Last modified: 2011-04-14 15:13:05 UTC
Currently the IRC RC feed does not include any information about change tags. Given that * change tags can be (and are) applied after the change is made * feed lines are already too long sometimes * preserving backwards compatibility with existing clients is important the act of tagging would need to be sent to the feed as a separate line, in contrast to Recent Changes where tags are displayed alongside changes. All feed clients that I am aware of apply line-based pattern matching and ignore unrecognized lines, so this should not break anything.
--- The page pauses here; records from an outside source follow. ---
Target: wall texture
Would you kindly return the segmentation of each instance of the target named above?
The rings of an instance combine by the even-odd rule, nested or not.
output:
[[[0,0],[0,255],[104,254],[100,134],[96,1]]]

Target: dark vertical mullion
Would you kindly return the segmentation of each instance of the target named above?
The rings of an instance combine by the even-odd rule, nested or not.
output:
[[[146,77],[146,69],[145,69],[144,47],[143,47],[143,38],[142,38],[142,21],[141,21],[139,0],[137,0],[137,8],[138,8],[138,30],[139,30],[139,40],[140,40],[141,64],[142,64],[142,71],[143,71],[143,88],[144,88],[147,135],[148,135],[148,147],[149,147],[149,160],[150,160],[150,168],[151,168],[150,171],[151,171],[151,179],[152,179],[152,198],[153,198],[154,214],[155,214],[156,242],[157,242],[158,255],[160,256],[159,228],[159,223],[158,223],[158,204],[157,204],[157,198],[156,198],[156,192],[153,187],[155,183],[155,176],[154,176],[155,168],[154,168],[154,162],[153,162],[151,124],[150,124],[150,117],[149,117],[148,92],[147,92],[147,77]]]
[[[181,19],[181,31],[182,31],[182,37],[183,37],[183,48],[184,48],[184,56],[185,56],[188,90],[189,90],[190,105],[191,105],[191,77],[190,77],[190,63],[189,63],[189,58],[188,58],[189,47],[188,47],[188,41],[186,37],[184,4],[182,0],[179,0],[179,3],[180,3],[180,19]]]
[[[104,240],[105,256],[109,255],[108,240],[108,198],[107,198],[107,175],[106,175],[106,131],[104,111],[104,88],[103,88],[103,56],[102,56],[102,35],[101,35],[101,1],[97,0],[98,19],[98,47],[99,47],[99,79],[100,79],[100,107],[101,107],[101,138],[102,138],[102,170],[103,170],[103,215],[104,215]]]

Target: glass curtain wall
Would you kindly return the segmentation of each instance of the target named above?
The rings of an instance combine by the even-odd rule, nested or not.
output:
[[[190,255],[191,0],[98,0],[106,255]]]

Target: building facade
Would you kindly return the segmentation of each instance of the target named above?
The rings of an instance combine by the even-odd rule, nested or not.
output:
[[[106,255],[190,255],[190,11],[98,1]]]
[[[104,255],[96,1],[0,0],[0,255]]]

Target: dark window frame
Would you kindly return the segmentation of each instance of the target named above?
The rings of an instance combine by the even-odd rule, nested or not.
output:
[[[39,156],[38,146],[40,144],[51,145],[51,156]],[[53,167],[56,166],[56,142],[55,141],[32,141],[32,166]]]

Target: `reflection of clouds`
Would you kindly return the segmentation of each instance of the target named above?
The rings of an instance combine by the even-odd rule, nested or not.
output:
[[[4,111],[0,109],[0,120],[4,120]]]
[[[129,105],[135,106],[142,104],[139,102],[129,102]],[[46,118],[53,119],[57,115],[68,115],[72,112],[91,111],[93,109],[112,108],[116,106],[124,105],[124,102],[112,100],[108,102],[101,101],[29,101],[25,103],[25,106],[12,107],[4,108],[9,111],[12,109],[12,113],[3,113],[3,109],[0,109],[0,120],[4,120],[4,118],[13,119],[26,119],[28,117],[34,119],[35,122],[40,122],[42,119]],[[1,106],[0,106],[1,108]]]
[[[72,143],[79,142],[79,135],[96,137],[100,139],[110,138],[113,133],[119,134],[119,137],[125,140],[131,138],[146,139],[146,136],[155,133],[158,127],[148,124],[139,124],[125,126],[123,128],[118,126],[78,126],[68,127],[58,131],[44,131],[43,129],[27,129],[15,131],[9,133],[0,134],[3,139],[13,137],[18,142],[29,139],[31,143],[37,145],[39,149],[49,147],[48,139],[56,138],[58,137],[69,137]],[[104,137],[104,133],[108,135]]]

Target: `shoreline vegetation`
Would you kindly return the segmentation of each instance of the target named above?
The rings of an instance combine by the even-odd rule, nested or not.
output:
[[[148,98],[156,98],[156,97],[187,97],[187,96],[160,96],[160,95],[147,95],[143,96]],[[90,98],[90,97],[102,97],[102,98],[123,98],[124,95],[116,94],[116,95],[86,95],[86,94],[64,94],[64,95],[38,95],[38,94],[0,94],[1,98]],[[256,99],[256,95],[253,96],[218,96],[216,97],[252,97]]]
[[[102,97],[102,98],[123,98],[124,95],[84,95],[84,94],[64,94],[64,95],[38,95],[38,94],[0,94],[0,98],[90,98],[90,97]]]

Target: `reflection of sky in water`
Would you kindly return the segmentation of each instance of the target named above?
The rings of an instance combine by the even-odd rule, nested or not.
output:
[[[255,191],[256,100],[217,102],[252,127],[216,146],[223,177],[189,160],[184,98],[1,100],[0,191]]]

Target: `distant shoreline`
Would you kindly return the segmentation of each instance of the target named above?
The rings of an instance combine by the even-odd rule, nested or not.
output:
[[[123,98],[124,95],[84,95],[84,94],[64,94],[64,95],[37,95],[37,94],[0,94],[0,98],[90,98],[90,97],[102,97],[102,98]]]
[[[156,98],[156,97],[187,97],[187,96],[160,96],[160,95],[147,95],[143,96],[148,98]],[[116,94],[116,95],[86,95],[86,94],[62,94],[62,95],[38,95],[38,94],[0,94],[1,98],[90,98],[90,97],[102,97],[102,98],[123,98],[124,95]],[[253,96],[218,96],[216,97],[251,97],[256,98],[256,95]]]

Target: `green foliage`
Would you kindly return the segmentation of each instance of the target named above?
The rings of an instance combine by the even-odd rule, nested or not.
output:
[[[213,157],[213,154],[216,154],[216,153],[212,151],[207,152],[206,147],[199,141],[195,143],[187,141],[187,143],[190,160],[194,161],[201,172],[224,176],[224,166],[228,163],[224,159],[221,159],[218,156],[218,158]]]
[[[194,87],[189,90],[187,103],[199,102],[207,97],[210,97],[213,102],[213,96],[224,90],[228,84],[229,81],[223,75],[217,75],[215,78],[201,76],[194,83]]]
See related bug 18080, which requests that the AbuseFilter extension includes details of filter hits. Since change tags are a core feature, it would be cleaner to include this in core, and not have to re-implement it for any other extensions that start using change tags.
No point IMHO. I would direct efforts to bug 17450.
(In reply to comment #1) > No point IMHO. I would direct efforts to bug 17450. How would that resolve this? Implementing that feature request would change the UDP output format from one intended for IRC to one intended for XMPP, and send it to a Wikimedia XMPP server. You wouldn't get any additional information beyond what is already being sent to IRC.
(In reply to comment #2) > (In reply to comment #1) > > No point IMHO. I would direct efforts to bug 17450. > > How would that resolve this? Implementing that feature request would change the > UDP output format from one intended for IRC to one intended for XMPP, and send > it to a Wikimedia XMPP server. You wouldn't get any additional information > beyond what is already being sent to IRC. Added tags to XMLRC's query in r62453. That extension is still nowhere near finished, though. I've been waiting over a year for MediaWiki to have proper change tagging support for external tools and I really don't want to wait much longer.
I don't think the act of tagging an edit should be in RC. A log might make sense, but its questionable which user preformed the action of tagging an edit, since things like the abusefilter (who aren't users) often are the people tagging.